Şöyle bir etrafta gezinince aklıma düşüyor, Erzurum’un yazı da zorludur balam diyorum bende.
Geçilmez inşaatların pisliğinden, etrafın çöpünden. Asfaltın anası ağlamıştır bir kere. Kabul etmez yamayı. Kahveler sandalye sandalye dağılır etrafa, bırakmaz insanı. Erzurum’da yaz görmeyelim bir kere, ortalık toz duman. Yağmur yağar, deniz olur, göl olur Erzurum yine de yüzme bilmez garibanı.
Bu düşünceler böyle şiir gibi kafamdan akıp giderken bu yazın daha da zorlu geçeceğini düşünüyorum. Etrafta bitmeyen inşaatların varlığı insanı ruhsal ve fiziksel zorlamaya başladı bile. Gelişigüzel etrafa yığılan malzemeler, toz, toprak, trafik sıkışıklığı yoruyor şu küçücük şehirde.
Trafik her yaz biraz daha kargaşaya sürükleniyor. Yetmiyor, en yoğun saatlerde sözüm ona yapılan trafik düzenlemeleri iyice çığırından çıkarıyor işi.
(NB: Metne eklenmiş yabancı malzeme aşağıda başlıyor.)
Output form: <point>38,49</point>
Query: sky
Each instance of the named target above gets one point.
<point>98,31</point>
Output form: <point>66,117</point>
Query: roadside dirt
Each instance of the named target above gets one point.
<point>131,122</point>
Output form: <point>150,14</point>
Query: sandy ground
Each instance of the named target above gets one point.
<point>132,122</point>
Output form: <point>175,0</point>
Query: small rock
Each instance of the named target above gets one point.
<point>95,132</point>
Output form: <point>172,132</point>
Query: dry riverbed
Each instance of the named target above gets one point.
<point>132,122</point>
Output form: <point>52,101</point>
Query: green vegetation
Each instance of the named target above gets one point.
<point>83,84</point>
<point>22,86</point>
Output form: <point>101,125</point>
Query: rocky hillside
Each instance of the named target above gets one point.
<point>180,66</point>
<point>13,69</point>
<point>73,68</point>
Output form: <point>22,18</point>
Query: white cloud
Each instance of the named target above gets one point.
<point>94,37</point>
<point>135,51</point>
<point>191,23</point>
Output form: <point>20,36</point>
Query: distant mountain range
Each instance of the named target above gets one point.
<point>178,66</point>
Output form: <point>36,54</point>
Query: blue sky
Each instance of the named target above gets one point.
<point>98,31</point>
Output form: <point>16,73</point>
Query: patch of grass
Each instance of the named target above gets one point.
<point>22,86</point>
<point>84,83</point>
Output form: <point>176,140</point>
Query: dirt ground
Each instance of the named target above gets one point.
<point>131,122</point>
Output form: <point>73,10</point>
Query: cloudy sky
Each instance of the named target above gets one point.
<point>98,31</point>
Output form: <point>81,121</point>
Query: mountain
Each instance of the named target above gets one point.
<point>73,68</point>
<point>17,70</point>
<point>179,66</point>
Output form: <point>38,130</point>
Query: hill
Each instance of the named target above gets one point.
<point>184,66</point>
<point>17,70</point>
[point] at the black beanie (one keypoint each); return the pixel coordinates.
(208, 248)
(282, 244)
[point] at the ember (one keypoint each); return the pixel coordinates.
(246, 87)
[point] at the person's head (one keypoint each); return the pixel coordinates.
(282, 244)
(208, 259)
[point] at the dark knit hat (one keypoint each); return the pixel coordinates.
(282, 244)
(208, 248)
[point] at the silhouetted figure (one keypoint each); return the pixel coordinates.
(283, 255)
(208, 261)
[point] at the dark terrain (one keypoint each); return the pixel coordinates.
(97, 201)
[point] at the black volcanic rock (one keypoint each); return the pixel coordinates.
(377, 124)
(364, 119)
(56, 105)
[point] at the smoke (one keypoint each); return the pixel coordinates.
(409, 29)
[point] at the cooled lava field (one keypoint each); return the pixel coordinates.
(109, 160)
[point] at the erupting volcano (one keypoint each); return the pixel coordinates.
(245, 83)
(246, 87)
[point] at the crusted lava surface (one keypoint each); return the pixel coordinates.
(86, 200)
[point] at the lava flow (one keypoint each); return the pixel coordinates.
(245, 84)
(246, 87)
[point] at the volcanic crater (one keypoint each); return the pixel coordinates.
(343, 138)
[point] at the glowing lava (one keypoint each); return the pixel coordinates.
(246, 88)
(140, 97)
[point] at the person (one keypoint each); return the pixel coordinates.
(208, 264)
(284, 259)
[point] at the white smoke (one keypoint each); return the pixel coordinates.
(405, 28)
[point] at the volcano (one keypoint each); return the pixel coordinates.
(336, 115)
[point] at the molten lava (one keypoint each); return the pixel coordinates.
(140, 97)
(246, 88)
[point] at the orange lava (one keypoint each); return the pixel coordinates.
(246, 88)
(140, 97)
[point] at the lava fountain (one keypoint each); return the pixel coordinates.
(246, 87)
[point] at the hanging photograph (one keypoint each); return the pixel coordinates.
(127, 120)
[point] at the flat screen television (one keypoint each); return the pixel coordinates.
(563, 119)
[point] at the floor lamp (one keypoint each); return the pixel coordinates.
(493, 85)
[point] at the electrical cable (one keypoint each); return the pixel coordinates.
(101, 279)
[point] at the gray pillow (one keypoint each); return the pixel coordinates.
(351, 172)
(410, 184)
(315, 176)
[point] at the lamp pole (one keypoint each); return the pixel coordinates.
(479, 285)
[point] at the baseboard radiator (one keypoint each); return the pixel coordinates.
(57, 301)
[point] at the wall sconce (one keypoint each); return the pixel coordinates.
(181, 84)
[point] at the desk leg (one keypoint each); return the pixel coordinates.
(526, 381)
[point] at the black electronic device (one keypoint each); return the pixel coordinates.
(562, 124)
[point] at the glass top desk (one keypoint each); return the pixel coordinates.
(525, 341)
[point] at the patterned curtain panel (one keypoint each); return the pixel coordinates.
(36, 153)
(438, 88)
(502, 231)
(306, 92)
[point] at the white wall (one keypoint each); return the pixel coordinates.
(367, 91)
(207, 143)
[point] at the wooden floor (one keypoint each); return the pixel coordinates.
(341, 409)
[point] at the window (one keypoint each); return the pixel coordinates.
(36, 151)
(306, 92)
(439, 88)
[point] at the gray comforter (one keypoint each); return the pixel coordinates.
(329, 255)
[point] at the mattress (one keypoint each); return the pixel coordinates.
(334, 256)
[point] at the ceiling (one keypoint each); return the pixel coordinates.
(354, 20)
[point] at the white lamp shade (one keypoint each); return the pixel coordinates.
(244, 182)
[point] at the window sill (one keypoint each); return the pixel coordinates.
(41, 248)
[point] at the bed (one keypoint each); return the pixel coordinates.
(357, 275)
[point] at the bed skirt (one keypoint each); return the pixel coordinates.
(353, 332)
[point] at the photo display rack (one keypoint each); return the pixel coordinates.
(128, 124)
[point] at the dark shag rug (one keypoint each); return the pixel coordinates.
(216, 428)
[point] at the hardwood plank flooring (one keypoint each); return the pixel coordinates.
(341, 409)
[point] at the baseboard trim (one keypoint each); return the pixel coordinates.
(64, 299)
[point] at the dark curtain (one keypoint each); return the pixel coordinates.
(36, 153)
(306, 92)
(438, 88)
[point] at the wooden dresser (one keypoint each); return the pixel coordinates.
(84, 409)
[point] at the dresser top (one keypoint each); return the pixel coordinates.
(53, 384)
Kahvehaneler iyice aldı başını gidiyor. Herhangi bir boşluğunu bulan insanları rahatsız ediyor muyum endişesine kapılmadan istediği yere sandalye-masasını kuruyor. Bilhassa kadınların geçişleri zorlaştıkça zorlaşıyor.
Dükkânların herhangi bir işgaliye parası ödemeden kaldırımları ya da dükkânların kamuya açık ön kısımlarını dubadan tutun da cola şişeleriyle kapatmaları zaten küçücük alanda insanların işlerini iyice zorlaştırıyor.
Caddelerde bakımsızlık had safhada. Bundan en büyük suçlu eline geçirdiği her türlü şeyi sokaklara fırlatan bizler de olsa da bu yaz belediyeler temizlik açısından sınıfta kaldı kalacak gibi görülüyor.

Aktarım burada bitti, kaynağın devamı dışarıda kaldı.